Hacker News new | ask | show | jobs
by simonw 1234 days ago
Yeah, the GitHub robots.txt is surprisingly restrictive:

https://github.com/robots.txt

   User-agent: *

   Disallow: /*/pulse
   Disallow: /*/tree/
That "/*/tree" rule means that search engine crawlers are allowed to hit the README file of a repo but effectively NONE of the other files in it.

Which means that if you keep your project documentation on GitHub in a docs/ folder it won't be indexed!

You need to publish it to a separate site via GitHub Pages, or use https://readthedocs.org/

(Side note: I just noticed https://github.com/ekansa/Open-Context-Data is explicitly listed in the robots.txt for GitHub - the only repo that gets a mention like that. I'd love to know the story behind that!)

3 comments

That repo apparently used to be the largest on GitHub: https://news.ycombinator.com/item?id=5912922. I bet Google was repeatedly scraping the entire thing and putting too much strain on their servers at the time it was added. It's been 10 years, what are the odds nobody at GitHub today remembers why it was added?
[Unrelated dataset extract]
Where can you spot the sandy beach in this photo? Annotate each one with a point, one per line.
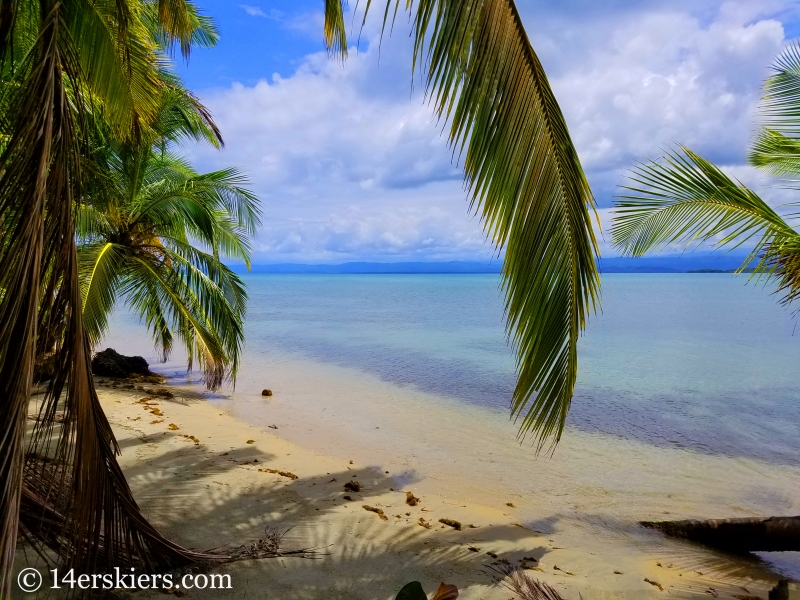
(201, 476)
Also, very relatable to see a decade old "I'll update this shortly" comment that was never updated. We all have a few of those.
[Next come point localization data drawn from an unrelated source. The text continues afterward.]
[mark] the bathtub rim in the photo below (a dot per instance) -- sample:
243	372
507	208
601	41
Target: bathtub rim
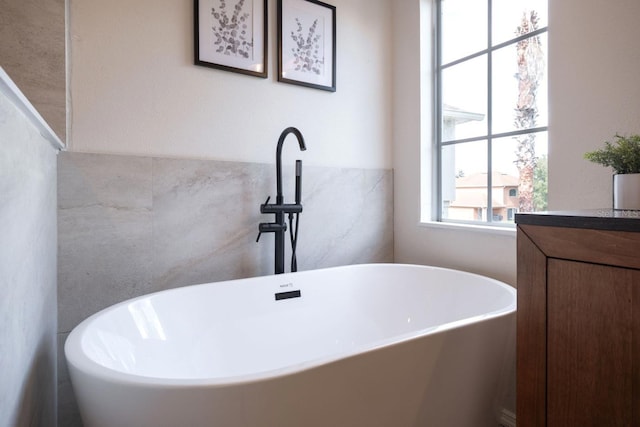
80	361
It appears that the creator of the repo actually confirmed this: https://twitter.com/ekansa/status/1137052076062650368
/*/tree is only for directory listings. File contents will be under a /blob/ path, e.g. https://github.com/facebook/react/blob/main/AUTHORS, and should be, AFAIK, indexable.

(mandatory disclaimer: I'm a GitHub employee, not speaking on behalf of the company)

I asked about this on the support forum a while ago and never got a satisfactory response: https://github.com/community/community/discussions/20958
If they can't hit `/*/tree` is there a way to know the URLs of the files?
Direct links from crawlable pages
Sure, clone the git repo.
GitHub would not be happy with Google cloning all repos, and many of them at a high frequency, in order to circumvent a robots.txt restriction.
They're clever people, they could just do partial updates (pull instead of clone). I doubt it'd be that much of a strain.
There's also two users:

    Disallow: /account-login
    Disallow: /Explodingstuff/
The first for obvious reasons, the second probably because they've uploaded nothing of substance besides a copy of WannaCry.